The name “Luna” evokes a quiet, reflective presence—someone who browses in dark mode, at night, with no cookies accepted. In community lore, she is the user who single-handedly reverse-engineered a major news site’s anti-adblocker by noticing a single obfuscated JavaScript variable. She shared the fix in a forum post titled “Luna’s Bypass,” then vanished for six months. Adblocking Luna represents a radical stance: The user owes the website nothing.

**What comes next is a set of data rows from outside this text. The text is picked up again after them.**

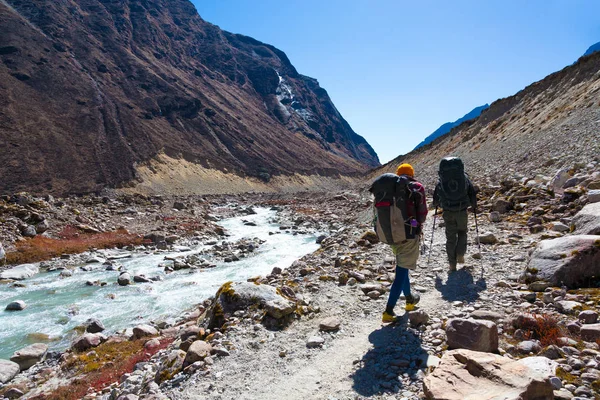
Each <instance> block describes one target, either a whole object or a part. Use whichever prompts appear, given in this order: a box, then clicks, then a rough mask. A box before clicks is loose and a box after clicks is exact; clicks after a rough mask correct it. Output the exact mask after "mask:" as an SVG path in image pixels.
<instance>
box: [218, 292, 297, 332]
mask: <svg viewBox="0 0 600 400" xmlns="http://www.w3.org/2000/svg"><path fill="white" fill-rule="evenodd" d="M251 306H258V307H260V308H262V309H264V310H265V311H266V312H267V315H269V316H270V317H272V318H275V319H281V318H283V317H285V316H287V315H289V314H291V313H293V312H294V310H295V309H296V304H295V303H294V302H292V301H290V300H288V299H286V298H285V297H283V296H281V295H280V294H279V293H277V289H276V288H274V287H273V286H269V285H263V284H259V285H257V284H255V283H254V282H239V283H232V282H228V283H225V284H224V285H223V286H221V288H220V289H219V290H218V291H217V294H216V296H215V301H214V302H213V304H212V306H211V308H210V309H209V312H208V314H207V316H208V318H207V320H208V327H209V328H211V329H212V328H215V327H221V326H222V325H223V323H224V322H225V320H224V314H232V313H233V312H235V311H238V310H246V309H248V308H249V307H251Z"/></svg>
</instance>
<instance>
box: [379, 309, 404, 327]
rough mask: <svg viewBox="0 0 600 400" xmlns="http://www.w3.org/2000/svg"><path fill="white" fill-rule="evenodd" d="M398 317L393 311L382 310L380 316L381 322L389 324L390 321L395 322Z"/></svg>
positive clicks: (399, 318)
mask: <svg viewBox="0 0 600 400" xmlns="http://www.w3.org/2000/svg"><path fill="white" fill-rule="evenodd" d="M399 319H400V317H399V316H397V315H396V314H394V312H393V311H392V312H391V313H389V312H387V311H384V312H383V316H382V317H381V322H383V323H385V324H389V323H391V322H397V321H398V320H399Z"/></svg>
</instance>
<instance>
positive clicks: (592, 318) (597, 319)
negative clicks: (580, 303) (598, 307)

Luna is not a piece of software you can download. There is no GitHub repository called “Luna Adblocker,” nor a startup founder by that name. Instead, “Adblocking Luna” has become an archetype —the ghost in the machine of the modern internet economy. The story, as pieced together from user comments and memes, goes like this: Luna is a power user who began blocking ads in the early 2010s with simple filter lists. Over time, as the advertising industry evolved from static banners to autoplay videos, trackers, and paywall scripts, Luna evolved faster. She doesn’t just run uBlock Origin. She writes custom scripts. She uses DNS filtering, container tabs, and canvas fingerprint blockers. She treats every website’s request to “disable your ad blocker” as a personal challenge.